The throttle we tested was a thumb throttle, though we would have preferred a twist throttle. The thumb throttle is just too twitchy, and on a bike with such peaky acceleration, it could get jumpy. This was especially true with shorter wheelbase settings. Owlet says there will be an option for a twist throttle when the bike ships, but we’d also like to see the software moderate acceleration on the very low end even with the thumb throttle.

And the bike is fully throttle-driven – there are no pedals, only pegs. Owlet plans to offer an option for pegs attached to the front to allow a different, more laid-back seating position.

The motor, kickstand and pegs. This is the final wheel design, rather than the traditional spoked design in Owlet’s press photos above

I tested the bike with a few accessories I had laying around, but because of the Owlet’s unique design, not all of them would fit (the handlebar cupholder seen in some of my photos doesn’t come with the bike, for example, which has no bottle cage mount). You’ll probably want a backpack if you’re planning to carry things on this bike, rather than saddlebags or the like.

The bike’s owl-like headlights fit well with the brand name. The charging outlet is in the “beak”

Owlet says the bike’s 1500Wh battery (made with 2170-format cells) can take you around 40-60 miles, and comes with a 350W charger for a ~5 hour charge. Based on our test ride, we think this range is reasonable or perhaps even conservative – but I’m also a pretty lightweight rider at 155lbs, and always remember that e-bike ranges vary widely depending on terrain and rider.

The seat has a very cool look to it and is comfortable to sit on, partially due to integrated seat suspension. The front fork also has 3.5 inches of suspension travel. I’d have liked for both suspensions to be a little looser, but that is again likely due to my relatively light weight.

All of this comes with a caveat: we rode a prototype here, not a final bike. So the bike was missing some final features, some features weren’t working (like the headlight), and so on. Owlet says that specifically the LCD and foot stands will be changed, but we imagine other tweaks are possible (we hope one of the LCD changes makes it easier to read with polarized sunglasses – it was a bit tough, which is true of many, but not all, bike computer screens).

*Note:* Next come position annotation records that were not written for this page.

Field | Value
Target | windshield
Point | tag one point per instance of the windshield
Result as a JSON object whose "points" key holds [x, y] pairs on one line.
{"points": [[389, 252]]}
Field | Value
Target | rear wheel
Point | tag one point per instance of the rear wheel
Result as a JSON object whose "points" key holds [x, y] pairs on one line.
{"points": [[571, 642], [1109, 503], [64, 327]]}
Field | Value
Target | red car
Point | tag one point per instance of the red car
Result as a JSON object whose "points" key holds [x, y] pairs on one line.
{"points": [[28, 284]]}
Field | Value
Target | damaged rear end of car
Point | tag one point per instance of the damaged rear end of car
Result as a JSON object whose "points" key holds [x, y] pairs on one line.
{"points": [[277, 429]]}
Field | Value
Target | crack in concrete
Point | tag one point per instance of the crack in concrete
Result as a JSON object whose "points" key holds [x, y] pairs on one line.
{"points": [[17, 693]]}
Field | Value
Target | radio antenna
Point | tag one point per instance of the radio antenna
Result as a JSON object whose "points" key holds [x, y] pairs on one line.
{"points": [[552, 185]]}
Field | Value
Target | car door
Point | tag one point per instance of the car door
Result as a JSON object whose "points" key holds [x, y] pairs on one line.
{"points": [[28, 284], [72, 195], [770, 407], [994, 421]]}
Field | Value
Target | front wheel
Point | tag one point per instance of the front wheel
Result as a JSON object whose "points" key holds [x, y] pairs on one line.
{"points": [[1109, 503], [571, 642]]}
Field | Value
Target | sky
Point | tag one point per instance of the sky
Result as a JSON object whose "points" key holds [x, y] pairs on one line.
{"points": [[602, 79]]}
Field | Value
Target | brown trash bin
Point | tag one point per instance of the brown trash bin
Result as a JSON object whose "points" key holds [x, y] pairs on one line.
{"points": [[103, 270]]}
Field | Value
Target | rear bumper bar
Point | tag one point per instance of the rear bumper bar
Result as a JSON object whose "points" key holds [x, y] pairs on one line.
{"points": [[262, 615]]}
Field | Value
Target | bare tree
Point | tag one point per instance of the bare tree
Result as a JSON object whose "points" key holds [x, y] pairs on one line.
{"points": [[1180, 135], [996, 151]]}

Owlet also has plans for a future bike, the Owlet 2, which is more solidly in the moped category, with a less wild design and higher range and top speed. Owlet shared an early prototype fact sheet with us, but given the One is already a bit of a ways out from delivery, don’t hold your breath for the 2 yet.

In short, the Owlet is a fun, quirky ride with a very design-forward ethos. If you’re looking for a bike that doesn’t look like any other, it could be worth looking into. Though it’s definitely on the unorthodox side and you have to be willing to accept its eccentricities when compared to more conventional two-wheeled devices.

The company is taking $50 refundable deposits for its bike, which it has said it wants to ship around March – but it also says that it’s waiting for a minimum batch quantity of preorders first, and that shipments would take 3-6 months after that, so we imagine March could be optimistic. If you want to get in line, you can reserve one here.

The bike will cost $3,995, though early reservers can get it for $2,995, along with an engraved serial number and a 1 year warranty/service package. Owlet wants to have service locations around LA and possibly one in New York, to begin with. It will distribute the bikes by shipping them directly to customers.